Harvest recently digitised files from RecordSearch

This notebook scrapes data from the 'Newly scanned records' section of RecordSearch, creating a list of recently digitised files. I ran this code on 27 March 2021 to generate a dataset containing files that had been digitised in the previous month.

The 'Newly scanned records' only display a month's worth of additions. However, I've modified the code below to create a 'git scraper' that uses GitHub actions to run the harvester every Sunday, saving a list of the files digitised in the previous week into a public repository. Over time, this should build up a more complete record of the digitisation process.

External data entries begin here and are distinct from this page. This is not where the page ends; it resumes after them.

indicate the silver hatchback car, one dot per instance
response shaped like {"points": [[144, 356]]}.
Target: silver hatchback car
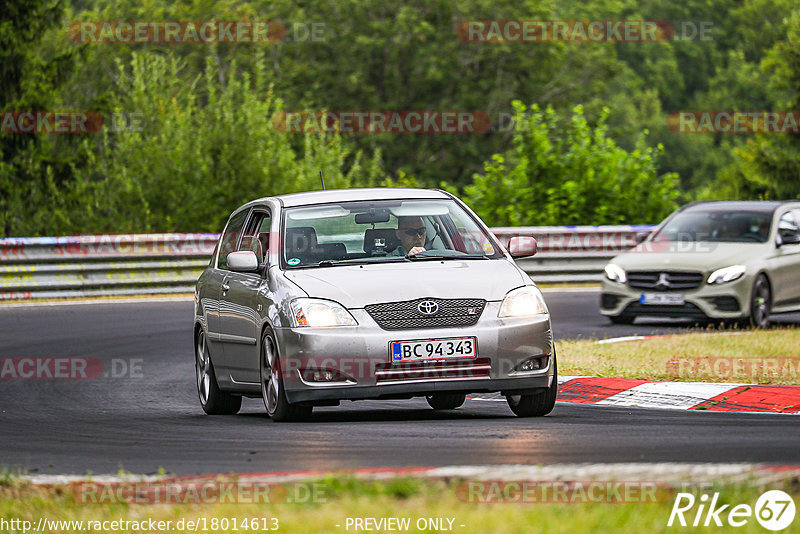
{"points": [[313, 298]]}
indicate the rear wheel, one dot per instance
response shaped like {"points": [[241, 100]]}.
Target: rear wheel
{"points": [[446, 401], [275, 401], [760, 302], [538, 402], [213, 400]]}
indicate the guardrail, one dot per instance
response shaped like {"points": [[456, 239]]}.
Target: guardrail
{"points": [[136, 264]]}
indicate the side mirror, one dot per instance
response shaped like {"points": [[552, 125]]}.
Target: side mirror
{"points": [[522, 246], [244, 261], [787, 239]]}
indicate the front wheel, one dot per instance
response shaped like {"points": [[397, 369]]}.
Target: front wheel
{"points": [[622, 319], [275, 401], [538, 402], [760, 302], [446, 401], [213, 400]]}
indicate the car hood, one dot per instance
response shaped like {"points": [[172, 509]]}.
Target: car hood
{"points": [[355, 286], [703, 256]]}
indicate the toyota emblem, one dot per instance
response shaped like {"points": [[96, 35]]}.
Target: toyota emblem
{"points": [[428, 307]]}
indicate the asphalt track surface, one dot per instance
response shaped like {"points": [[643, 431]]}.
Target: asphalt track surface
{"points": [[143, 424]]}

It took me a while to figure out how the pagination worked in the 'Newly scanned records' site. As you can see below, it's a matter of adding inputs to the main navigation form that mimic a click on the page navigation buttons. Screen scraping is such fun... 😬

Import what we need

In [27]:
import mechanicalsoup
import re
import arrow
from tqdm.auto import tqdm
import time
import pandas as pd
from pathlib import Path
import altair as alt
from recordsearch_tools.client import RSSeriesClient

Define some functions

In [28]:
def initialise_browser():
    '''
    This is necessary to get an active session in RS.
    '''
    browser = mechanicalsoup.StatefulBrowser()
    browser.open('https://recordsearch.naa.gov.au/scripts/Logon.asp?N=guest')
    browser.select_form('form[id="t"]')
    browser.submit_selected()
    return browser

def get_date_digitised(result):
    '''
    Generate a formatted date from the date digitised string (eg 'Digitised 1 days ago').
    It does this by getting today's date then subtracting the interval.
    It's possible this might not always be accurate...
    '''
    # Get the string describing when the record was digitised
    when_digitised = result.find('div', class_='card-footer card-footer-list').span.string.strip()
    
    # Extract out the time interval and unit
    interval, unit = re.search(r'^Digitised (\d+) (hours|days) ago', when_digitised).groups()
    
    # Subtract interval from today's date
    if unit == 'days':
        date_digitised = arrow.now('Australia/Sydney').shift(days=-(int(interval)))
    elif unit == 'hours':
        date_digitised = arrow.now('Australia/Sydney').shift(hours=-(int(interval)))
        
    # ISO format the result
    return date_digitised.format('YYYY-MM-DD')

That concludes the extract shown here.